The V/Q ratio (ventilation/perfusion) is crucial factor in determining alveolar pressure, arterial Po2, Pco2.
Describe the ventilation and perfusion at the apex of the upright lung, as well as V/Q, PCO2 and PO2.
At the APEX of the upright lung: Alveoli are POORLY Ventilated and perfused, but they are BETTER VENTILATED than perfused leading to HIGH V/Q with a high PO2 and Low PCO2.
What occurs when there is a poor perfusion but good ventilation?
When there is poor perfusion, but good ventilation, the ALVEOLAR gas pressure is SIMILAR to INSPIRED air (PAO2= 150, PA CO2= 0)
Describe the level of ventilation and perfusion at the base of upright lung as well as V/Q, PCO2 and PO2
At the BASE of upright lung: Alveoli are WELL Ventilated and Perfused, but they are BETTER PERFUSED than ventilated, hence leading to LOW V/Q with Low Po2 and HIGH PCO2.
What occurs when there is poor ventilation but good perfusion?
When there is Poor Ventilation but good perfusion, Alveolar gas pressure is SIMILAR to MIXED VENOUS Blood (PAO2= 40, PACO2= 45)
What is the use of A-a O2 gradient and what can this indicate?
The A-a O2 gradient can be determined using the alveolar gas equation and arterial blood gases; This gradient measures the EFFICENCY of GAS EXCHANGE across alveolar-capillary membrane and can point to CAUSE of HYPOXEMIA
What is a normal A-a O2 gradient value? why is this the case?
A Normal A-a O2 gradient is < or equal to 20 mmHg, duet to normal V/Q mismatch and shunting of bronchial and coronary blood into Thesbian veins back to left side of heart.
How can the Normal A-a O2 gradient be predicted? What equation is used? What happens to this gradient as we age?
Normal A-A O2 gradient can be predicted by equation: Age/4 +4. The A-a O2 gradient INCREASES as we Age (get older)
What are the five main causes of Hypoxemia? describe how each cause affects A-a O2 gradient.

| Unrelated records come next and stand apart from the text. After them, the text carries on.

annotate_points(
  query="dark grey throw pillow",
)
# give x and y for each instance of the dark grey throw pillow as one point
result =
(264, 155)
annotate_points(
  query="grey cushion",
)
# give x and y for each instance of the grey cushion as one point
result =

5 main causes of hypoxemia:
- Hypoventilation - A-a2 O2 gradient is NORMAL
- Low inspired Oxygen (at high altitude; low barometer Pressure; A-a O2 gradient is NORMAL
- Right to Left Shunt- A-a gradient is INCREASED
- Ventilation/Perfusion (V/Q) Mismatch; A-a O2 gradient is INCREASED
- Diffusion Limitation (reduced gas exchange) ; A-a O2 gradient is INCREASED
Which of causes of hypoxemia have a normal vs increased A-a gradient? Which of the causes can have a response to O2 therapy?
-Low inspiration and Hypoventilation both have Normal A-a O2 gradient
- Right to Left shunt, V/Q Mismatch and Diffusion Limitation ALL have Widened or increased A-a O2 gradients.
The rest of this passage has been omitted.